Did they bake at all? All there food seems to be fried or steamed. Did they eat any kinds of grain besides rice?

[deleted]

The major food produce in China is actually wheat and not rice. Northern China was traditionally unsuited to rice cultivation and it has only been in the last few decades that techniques have made rice plantation there possible. Wheat has been a major staple of Chinese diet for forever, and contrary to popular belief is its main produce. The bread however is steamed, not baked. During the Cultural Revolution, 40% of China's wheat produce went to Russia. Wheat noodles and steamed bread I guess.

backgrinder

You ask two questions, are there traditional Chinese baked goods like bread, and what grains do they eat besides rice. I'll handle those separately.

The Chinese did not have a great baking tradition. Baking requires large difficult to construct ovens that consume a great deal of fuel. Fuel has traditionally been very dear in China, it is not a havily forested country and cities in particular tend to be short onfuel. Most Chinese traditional cooking is faster to produce than bread, and typically made in one pot or wok, all of which conserves fuel. This doesn't mean they didn't have bread or something similar though, just that it wasn't baked. Traditional Chinese food includes pancakes, generally used as a wrapper sort of like a burrito shell, flat breads cooked in a pan or wok, and buns cooked in a pan or wok by steaming. Steamed buns like this are quite common as a dessert.

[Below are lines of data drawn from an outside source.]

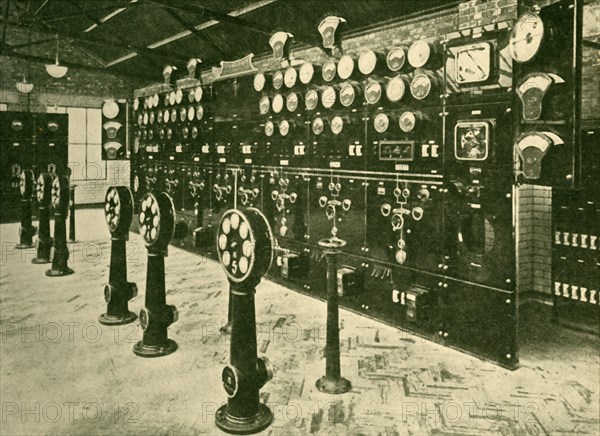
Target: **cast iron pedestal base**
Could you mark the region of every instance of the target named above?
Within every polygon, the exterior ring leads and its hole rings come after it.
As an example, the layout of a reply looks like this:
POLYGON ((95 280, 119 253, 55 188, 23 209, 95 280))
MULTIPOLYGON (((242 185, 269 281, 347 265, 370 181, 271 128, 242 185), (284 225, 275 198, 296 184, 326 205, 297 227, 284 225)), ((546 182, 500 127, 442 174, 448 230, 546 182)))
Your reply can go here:
POLYGON ((74 272, 75 271, 73 271, 67 266, 65 269, 49 269, 48 271, 46 271, 46 275, 48 277, 61 277, 71 275, 74 272))
POLYGON ((139 341, 133 346, 133 352, 140 357, 161 357, 171 354, 177 350, 177 342, 173 339, 167 339, 161 345, 145 345, 143 341, 139 341))
POLYGON ((43 257, 36 257, 31 259, 31 263, 34 263, 36 265, 41 265, 42 263, 50 263, 52 262, 49 258, 43 258, 43 257))
POLYGON ((326 376, 321 377, 315 383, 317 389, 326 394, 345 394, 352 390, 352 383, 344 377, 338 379, 328 379, 326 376))
POLYGON ((215 415, 215 424, 221 430, 231 434, 253 434, 263 431, 273 422, 273 413, 265 404, 260 403, 258 413, 252 418, 235 418, 227 414, 227 405, 219 407, 215 415))
POLYGON ((35 247, 35 244, 32 242, 31 244, 17 244, 17 249, 19 250, 27 250, 28 248, 35 247))
POLYGON ((137 315, 133 312, 128 312, 127 315, 123 316, 112 316, 106 313, 98 317, 98 322, 103 325, 123 325, 129 324, 137 319, 137 315))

Westerners associate rice with Asian food, but it was likely not the first grain cultivated in China. In recent years archaeologists have found evidence of millet farming that predates rice cultivation in China. Millet was frequently made into a boiled porridge or into a congee. As u/ptoss1 mentioned North China is unsuitable for grain farming and traditionally farmers in this area cultivated mainly millet and sorghum, with wheat a much later addition.

There are traditions in China of the five grains, referred to in literature and mythology in one form or another. These references include mention by Confucius, among others, but there is no agreement among them on what the five grains are. Some mention rice, some do not, some mention two forms of millet instead of just one, millet soybeans, rice barley and wheat are probably the most common, but sometimes hemp is included (for rope making), other beans, sesame.

If you have access to JSTOR a good book on Chinese Food History is Food in Chinese Culture: Anthropological and Historical Perspectives edited by KC Chang.